In other words, neurons, unlike classic computers, don’t need to shuttle data from memory to CPUs. This gives the brain its advantage over digital devices: it’s highly energy efficient and performs multiple computations simultaneously, all packed into a three-pound jelly stuffed inside the skull.

Why not recreate aspects of the brain?

Enter neuromorphic computing. One hack was to use RRAMs, or resistive random-access memory devices (also dubbed ‘memristors’). RRAMs store memory even when cut from power by changing the resistance of their hardware. Similar to synapses, these components can be packed into dense arrays on a tiny area, creating circuits capable of highly complex computations without bulk. When combined with CMOS, a fabrication process for building circuits in our current microprocessors and chips, the duo becomes even more powerful for running deep learning algorithms.

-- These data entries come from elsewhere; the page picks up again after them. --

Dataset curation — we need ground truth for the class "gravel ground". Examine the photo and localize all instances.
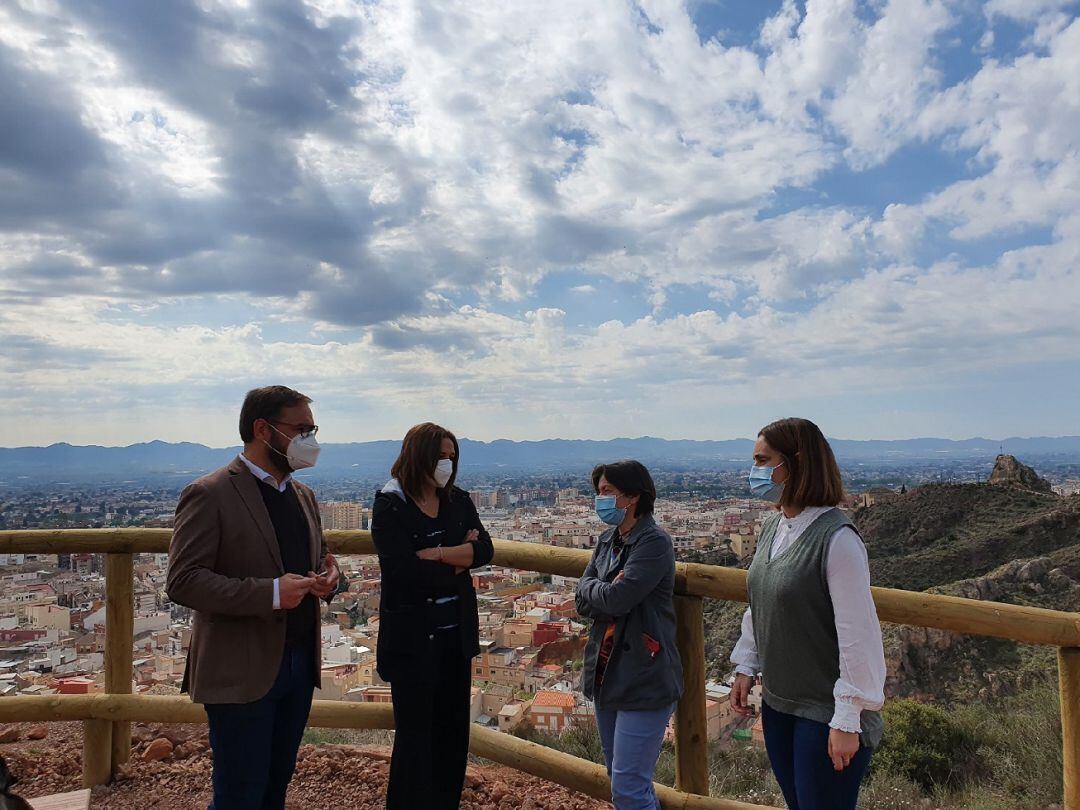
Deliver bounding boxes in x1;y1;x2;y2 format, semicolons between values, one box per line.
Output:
0;723;611;810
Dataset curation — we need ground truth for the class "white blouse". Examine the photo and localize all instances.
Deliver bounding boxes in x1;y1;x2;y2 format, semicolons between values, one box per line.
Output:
731;507;886;732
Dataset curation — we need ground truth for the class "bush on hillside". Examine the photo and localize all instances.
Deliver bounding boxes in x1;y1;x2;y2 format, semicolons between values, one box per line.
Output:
872;700;981;793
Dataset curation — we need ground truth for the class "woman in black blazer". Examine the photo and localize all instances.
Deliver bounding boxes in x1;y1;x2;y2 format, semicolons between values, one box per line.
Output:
372;422;492;810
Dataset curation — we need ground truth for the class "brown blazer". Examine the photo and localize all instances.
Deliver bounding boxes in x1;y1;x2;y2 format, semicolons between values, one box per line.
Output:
165;458;326;703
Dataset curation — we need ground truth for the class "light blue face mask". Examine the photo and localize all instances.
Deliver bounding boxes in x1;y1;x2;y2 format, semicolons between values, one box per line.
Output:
596;495;626;526
747;461;784;503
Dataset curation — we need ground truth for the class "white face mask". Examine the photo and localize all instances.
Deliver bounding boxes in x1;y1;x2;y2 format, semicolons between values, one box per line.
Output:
431;458;454;488
266;424;322;470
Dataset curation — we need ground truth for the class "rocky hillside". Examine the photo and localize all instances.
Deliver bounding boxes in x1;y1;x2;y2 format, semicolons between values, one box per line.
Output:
701;456;1080;699
855;456;1080;591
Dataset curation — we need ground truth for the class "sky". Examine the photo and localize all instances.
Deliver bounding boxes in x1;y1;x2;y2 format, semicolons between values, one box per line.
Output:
0;0;1080;446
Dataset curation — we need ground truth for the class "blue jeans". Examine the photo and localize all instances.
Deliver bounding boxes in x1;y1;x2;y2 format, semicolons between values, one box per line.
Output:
596;703;675;810
761;701;873;810
205;646;315;810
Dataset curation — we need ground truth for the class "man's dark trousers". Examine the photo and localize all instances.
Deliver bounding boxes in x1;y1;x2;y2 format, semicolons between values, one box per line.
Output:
205;645;315;810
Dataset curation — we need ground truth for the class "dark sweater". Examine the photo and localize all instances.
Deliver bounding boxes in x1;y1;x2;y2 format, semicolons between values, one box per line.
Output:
372;487;494;680
259;481;319;646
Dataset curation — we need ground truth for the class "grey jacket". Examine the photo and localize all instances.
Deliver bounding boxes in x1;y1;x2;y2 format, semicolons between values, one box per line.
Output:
575;515;683;711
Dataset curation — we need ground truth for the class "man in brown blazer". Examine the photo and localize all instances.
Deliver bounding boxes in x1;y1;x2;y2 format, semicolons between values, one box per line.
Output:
166;386;339;810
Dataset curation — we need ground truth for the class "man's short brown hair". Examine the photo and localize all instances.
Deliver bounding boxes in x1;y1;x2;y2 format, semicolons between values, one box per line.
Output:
758;417;843;509
240;386;311;444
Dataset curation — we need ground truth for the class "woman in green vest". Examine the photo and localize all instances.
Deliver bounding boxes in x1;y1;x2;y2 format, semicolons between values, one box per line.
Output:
731;419;885;810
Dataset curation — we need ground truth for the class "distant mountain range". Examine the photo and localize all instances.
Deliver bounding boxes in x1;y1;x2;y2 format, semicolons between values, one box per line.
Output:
0;436;1080;484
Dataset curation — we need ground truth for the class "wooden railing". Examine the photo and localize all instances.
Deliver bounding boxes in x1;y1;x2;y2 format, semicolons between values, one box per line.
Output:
0;529;1080;810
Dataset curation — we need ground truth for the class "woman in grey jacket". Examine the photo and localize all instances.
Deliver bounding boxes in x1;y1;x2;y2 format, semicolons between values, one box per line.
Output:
576;461;683;810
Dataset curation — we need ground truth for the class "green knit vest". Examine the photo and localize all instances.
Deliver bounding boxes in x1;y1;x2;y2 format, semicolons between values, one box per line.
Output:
746;509;883;748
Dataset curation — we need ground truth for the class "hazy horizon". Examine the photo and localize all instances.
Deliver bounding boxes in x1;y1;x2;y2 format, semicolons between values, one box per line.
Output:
0;0;1080;446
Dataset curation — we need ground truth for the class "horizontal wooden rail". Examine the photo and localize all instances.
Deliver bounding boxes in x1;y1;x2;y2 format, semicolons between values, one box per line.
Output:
6;529;1080;647
0;694;765;810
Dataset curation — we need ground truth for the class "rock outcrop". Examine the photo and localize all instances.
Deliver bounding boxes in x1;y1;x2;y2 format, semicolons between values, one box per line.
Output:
989;454;1054;492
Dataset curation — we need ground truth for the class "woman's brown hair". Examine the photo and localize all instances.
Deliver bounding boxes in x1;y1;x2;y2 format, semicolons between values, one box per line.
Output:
390;422;459;500
758;417;843;509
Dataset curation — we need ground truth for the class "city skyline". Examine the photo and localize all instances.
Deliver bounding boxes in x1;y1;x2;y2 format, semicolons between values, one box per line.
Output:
0;0;1080;447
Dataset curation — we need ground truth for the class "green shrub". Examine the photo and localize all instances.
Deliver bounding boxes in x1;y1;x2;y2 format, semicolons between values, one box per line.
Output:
872;700;980;793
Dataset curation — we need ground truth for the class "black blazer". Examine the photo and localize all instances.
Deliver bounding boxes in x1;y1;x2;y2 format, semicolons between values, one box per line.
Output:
372;487;495;680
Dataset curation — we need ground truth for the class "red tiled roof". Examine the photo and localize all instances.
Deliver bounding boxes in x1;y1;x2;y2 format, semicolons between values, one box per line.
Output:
532;691;575;708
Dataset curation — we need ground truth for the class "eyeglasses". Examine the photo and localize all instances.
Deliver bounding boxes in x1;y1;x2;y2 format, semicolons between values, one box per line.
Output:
267;419;319;438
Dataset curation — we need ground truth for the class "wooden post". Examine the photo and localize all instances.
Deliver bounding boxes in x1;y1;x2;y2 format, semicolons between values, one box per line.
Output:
82;720;112;787
675;596;708;796
1057;647;1080;810
105;554;135;775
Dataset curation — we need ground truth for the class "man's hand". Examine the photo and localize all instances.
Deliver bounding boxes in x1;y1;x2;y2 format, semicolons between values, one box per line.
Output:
308;554;341;599
278;573;315;610
730;673;756;717
828;728;859;771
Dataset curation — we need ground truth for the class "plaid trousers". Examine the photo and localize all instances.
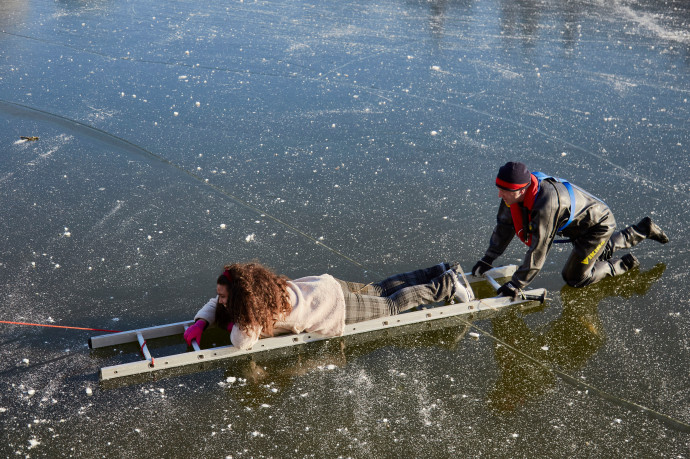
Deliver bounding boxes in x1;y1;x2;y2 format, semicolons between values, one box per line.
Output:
336;263;455;324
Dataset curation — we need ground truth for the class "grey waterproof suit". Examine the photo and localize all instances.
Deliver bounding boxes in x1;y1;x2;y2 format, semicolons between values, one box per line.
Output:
482;178;645;288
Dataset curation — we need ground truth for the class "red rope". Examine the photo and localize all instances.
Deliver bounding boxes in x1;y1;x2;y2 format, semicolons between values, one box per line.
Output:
0;320;120;333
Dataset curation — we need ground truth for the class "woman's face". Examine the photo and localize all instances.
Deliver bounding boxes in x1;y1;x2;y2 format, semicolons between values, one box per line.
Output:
216;284;229;307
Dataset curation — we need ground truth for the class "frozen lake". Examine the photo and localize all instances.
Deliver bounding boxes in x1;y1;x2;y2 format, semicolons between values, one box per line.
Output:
0;0;690;458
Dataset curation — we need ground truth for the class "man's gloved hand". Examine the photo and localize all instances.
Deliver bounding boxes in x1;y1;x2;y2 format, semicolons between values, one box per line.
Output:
472;257;493;277
497;281;520;300
184;319;207;346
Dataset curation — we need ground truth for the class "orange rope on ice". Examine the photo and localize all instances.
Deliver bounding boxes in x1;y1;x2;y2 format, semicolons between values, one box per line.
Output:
0;320;120;333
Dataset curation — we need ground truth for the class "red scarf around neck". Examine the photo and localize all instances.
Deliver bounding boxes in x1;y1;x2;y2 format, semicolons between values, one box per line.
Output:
508;175;539;246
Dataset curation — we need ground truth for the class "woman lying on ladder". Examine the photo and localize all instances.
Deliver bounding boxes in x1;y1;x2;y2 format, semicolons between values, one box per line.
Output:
184;263;474;349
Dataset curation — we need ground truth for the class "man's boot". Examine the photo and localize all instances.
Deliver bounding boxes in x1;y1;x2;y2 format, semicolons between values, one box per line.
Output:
609;253;640;276
632;217;668;244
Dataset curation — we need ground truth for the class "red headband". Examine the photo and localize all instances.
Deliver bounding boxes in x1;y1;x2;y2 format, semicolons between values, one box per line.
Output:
496;177;529;191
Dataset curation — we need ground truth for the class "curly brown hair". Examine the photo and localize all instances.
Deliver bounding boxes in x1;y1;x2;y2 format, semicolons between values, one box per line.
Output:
216;262;292;336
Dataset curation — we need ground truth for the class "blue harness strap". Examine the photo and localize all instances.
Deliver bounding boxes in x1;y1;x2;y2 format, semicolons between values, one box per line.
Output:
532;172;575;232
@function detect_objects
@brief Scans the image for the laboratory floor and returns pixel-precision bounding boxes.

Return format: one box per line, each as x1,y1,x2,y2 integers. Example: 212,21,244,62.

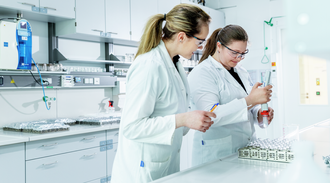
153,122,330,183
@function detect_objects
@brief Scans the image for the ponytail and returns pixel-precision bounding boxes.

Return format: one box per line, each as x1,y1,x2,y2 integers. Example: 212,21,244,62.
135,14,165,58
135,4,211,58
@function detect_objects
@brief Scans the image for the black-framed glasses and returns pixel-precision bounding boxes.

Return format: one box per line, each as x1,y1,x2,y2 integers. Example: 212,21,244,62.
218,41,249,60
186,33,206,47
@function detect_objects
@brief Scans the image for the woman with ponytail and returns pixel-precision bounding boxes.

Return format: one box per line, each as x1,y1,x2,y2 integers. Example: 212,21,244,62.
111,4,216,183
188,25,274,166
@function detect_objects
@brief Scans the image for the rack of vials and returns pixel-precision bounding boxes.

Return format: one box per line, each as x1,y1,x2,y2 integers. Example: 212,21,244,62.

But it comes at a cost. “The highly-parallel analogue computation within RRAM-CIM architecture brings superior efficiency, but makes it challenging to realize the same level of functional flexibility and computational accuracy as in digital circuits,” said the authors.

Optimization Genie

The new study delved into every part of a RRAM-CIM chip, redesigning it for practical use.

It starts with technology. NeuRRAM boasts 48 cores that compute in parallel, with RRAM devices physically interwoven into CMOS circuits. Like a neuron, each core can be individually turned off when not in use, preserving energy while its memory is stored on the RRAM.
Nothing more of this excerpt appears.